The $12 alcoholic desserts at Dumont come in a variety of flavors, including the Nutty Irishman, a vanilla shake with Bailey's, Frangelico, dulce de leche and coffee.
Dumont has been serving the boozy shakes since it opened in 2007, and they've proven to be one of the most popular items on the menu. On New Year's Day, the joint sold 105 shakes to hung over partiers hoping for some hair of the dog, Simmons said.
"I just love the idea that something can be so bad for me," said 29-year-old Eric Paulson, who has tried dozens of alcoholic shakes around the city and swears by the bourbon shake at Prospect Heights Beer Garden Franklin Park.
"It's fattening, it gets you drunk. What else does a growing boy need?"
Other restaurants have begun to get more experimental in their frozen treat making.
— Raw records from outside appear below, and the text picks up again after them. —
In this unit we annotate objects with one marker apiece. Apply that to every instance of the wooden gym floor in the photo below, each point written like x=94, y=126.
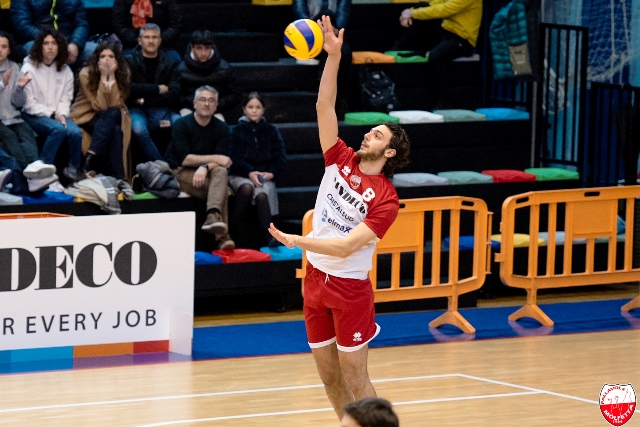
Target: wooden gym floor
x=527, y=381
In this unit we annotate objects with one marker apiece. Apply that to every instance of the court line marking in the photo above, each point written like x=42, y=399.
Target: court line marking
x=307, y=411
x=213, y=394
x=567, y=396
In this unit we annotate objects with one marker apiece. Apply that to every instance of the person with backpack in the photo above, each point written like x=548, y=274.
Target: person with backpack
x=456, y=38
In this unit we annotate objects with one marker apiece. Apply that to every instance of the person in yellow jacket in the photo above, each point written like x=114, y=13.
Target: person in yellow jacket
x=458, y=33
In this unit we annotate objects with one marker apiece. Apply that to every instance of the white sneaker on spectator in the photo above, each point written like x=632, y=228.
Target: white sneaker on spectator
x=37, y=184
x=5, y=175
x=57, y=187
x=39, y=169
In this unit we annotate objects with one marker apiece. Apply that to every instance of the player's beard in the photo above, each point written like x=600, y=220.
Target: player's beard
x=371, y=156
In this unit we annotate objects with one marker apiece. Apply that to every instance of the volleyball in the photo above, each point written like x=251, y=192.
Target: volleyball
x=303, y=39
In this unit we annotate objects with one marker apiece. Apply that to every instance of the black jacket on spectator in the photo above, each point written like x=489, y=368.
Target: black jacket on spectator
x=214, y=72
x=166, y=74
x=256, y=147
x=189, y=137
x=29, y=17
x=166, y=14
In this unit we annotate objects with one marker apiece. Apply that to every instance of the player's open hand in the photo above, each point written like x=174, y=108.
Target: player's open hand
x=289, y=240
x=332, y=42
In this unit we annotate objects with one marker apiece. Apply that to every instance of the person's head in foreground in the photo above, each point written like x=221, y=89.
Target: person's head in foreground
x=369, y=412
x=388, y=141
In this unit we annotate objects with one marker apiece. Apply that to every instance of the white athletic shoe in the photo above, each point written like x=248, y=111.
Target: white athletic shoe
x=5, y=175
x=37, y=184
x=39, y=169
x=57, y=187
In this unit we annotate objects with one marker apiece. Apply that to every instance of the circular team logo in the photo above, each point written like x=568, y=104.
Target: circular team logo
x=617, y=403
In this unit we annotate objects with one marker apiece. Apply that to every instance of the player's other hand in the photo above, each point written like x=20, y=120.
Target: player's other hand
x=332, y=42
x=289, y=240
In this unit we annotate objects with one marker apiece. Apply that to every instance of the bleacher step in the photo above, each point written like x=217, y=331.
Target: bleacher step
x=284, y=74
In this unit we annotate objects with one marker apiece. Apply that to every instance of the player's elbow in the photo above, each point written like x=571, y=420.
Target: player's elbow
x=324, y=105
x=347, y=248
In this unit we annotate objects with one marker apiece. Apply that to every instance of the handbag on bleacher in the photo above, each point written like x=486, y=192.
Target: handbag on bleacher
x=377, y=90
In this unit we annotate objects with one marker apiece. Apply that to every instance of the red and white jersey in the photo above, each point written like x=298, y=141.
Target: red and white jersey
x=346, y=198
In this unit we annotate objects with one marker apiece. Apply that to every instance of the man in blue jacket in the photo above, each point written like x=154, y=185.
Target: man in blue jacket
x=29, y=17
x=154, y=96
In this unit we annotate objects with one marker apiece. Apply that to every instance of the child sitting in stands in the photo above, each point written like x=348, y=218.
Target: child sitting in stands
x=258, y=155
x=16, y=137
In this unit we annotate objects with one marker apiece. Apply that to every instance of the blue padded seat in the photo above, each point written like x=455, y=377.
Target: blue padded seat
x=206, y=258
x=461, y=115
x=283, y=253
x=466, y=177
x=48, y=197
x=417, y=179
x=503, y=113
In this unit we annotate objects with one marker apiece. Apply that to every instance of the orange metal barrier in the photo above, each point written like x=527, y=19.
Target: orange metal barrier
x=586, y=214
x=406, y=235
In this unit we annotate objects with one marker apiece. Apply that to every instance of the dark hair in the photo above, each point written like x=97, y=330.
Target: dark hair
x=35, y=54
x=251, y=95
x=12, y=51
x=372, y=412
x=122, y=74
x=204, y=37
x=400, y=143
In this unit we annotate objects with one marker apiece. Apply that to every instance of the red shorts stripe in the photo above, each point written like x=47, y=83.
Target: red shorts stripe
x=337, y=309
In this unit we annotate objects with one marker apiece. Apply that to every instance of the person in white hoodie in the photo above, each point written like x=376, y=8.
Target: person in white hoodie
x=16, y=137
x=49, y=96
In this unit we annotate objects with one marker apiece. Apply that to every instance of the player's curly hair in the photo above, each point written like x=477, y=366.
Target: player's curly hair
x=400, y=143
x=372, y=412
x=35, y=54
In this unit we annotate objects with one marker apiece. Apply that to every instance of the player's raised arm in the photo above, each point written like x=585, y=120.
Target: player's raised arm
x=326, y=105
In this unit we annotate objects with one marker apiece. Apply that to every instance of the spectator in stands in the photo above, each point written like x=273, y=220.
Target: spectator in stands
x=369, y=412
x=100, y=110
x=16, y=137
x=49, y=96
x=355, y=206
x=155, y=90
x=128, y=16
x=258, y=155
x=202, y=65
x=198, y=155
x=457, y=35
x=69, y=17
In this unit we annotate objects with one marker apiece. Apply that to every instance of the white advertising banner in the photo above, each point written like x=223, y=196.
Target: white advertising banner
x=97, y=280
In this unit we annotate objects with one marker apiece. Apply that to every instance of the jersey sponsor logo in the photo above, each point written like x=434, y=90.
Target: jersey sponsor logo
x=341, y=227
x=351, y=199
x=337, y=208
x=354, y=181
x=368, y=194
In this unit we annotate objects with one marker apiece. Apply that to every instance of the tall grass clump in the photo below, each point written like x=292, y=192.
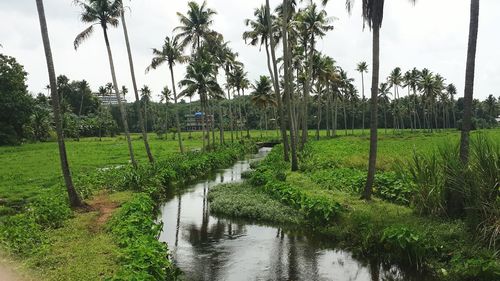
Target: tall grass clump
x=444, y=186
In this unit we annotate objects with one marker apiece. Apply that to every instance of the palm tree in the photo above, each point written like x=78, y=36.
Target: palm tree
x=287, y=82
x=74, y=199
x=195, y=25
x=456, y=200
x=134, y=86
x=171, y=53
x=313, y=23
x=166, y=95
x=262, y=96
x=362, y=68
x=200, y=78
x=395, y=80
x=384, y=93
x=146, y=98
x=373, y=13
x=452, y=91
x=105, y=13
x=280, y=105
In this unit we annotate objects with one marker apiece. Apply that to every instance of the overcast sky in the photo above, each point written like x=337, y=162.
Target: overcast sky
x=432, y=34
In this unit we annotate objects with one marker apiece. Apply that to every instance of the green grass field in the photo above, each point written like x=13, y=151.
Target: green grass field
x=30, y=169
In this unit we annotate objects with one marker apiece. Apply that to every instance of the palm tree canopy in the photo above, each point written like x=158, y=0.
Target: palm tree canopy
x=262, y=95
x=195, y=25
x=171, y=53
x=200, y=78
x=372, y=11
x=97, y=12
x=362, y=67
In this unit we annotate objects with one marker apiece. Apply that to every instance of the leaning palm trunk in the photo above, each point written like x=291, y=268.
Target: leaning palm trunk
x=134, y=84
x=117, y=93
x=176, y=110
x=74, y=199
x=288, y=80
x=307, y=89
x=367, y=193
x=455, y=203
x=231, y=117
x=281, y=107
x=221, y=124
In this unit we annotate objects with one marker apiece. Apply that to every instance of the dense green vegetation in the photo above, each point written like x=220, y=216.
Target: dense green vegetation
x=133, y=250
x=394, y=227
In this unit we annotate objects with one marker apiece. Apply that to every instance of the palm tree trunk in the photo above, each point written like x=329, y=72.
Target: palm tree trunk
x=221, y=123
x=134, y=84
x=281, y=108
x=117, y=93
x=319, y=117
x=74, y=199
x=176, y=110
x=307, y=89
x=335, y=121
x=469, y=81
x=363, y=108
x=373, y=118
x=231, y=117
x=288, y=80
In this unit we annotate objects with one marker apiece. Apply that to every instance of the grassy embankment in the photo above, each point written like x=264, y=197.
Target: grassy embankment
x=326, y=193
x=41, y=232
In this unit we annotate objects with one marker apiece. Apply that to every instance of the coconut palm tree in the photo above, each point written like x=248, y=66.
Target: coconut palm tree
x=145, y=98
x=262, y=96
x=313, y=23
x=170, y=53
x=395, y=80
x=166, y=95
x=285, y=22
x=105, y=13
x=452, y=91
x=384, y=93
x=274, y=75
x=195, y=25
x=134, y=86
x=362, y=68
x=74, y=199
x=373, y=14
x=200, y=78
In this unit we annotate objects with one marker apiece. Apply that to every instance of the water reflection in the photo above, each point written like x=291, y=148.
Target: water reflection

East Village Mexican joint Diablo Royal Este has introduced the so-called "Hopsicle Experience" — a can of Tecate beer injected with syrup and lime juice, then served push-pop style complete with a popsicle stick.
As beer is easier to freeze than alcohol, not much else has to be added to it — though each can needs to sit for four days in the freezer before it's ready.
Not to be outdone by the Conrad's alcoholic pops, the rooftop bar at Flatiron's Gansevoort Park NYC hotel serves up alcohol-infused snow cones — a juvenile indulgence that goes well with the frat-inspired glow in the dark games on ping pongs when the deck gets dark.
"I don't really like the taste of alcohol, but anything that can hide it with something like this, I can enjoy it and get a little high," said Carol Greene, 60, who was visiting the city with her husband and son from San Francisco and took a break from sight seeing on the Conrad's rooftop.
"If this were an alcoholic creamsicle, it would've been perfect."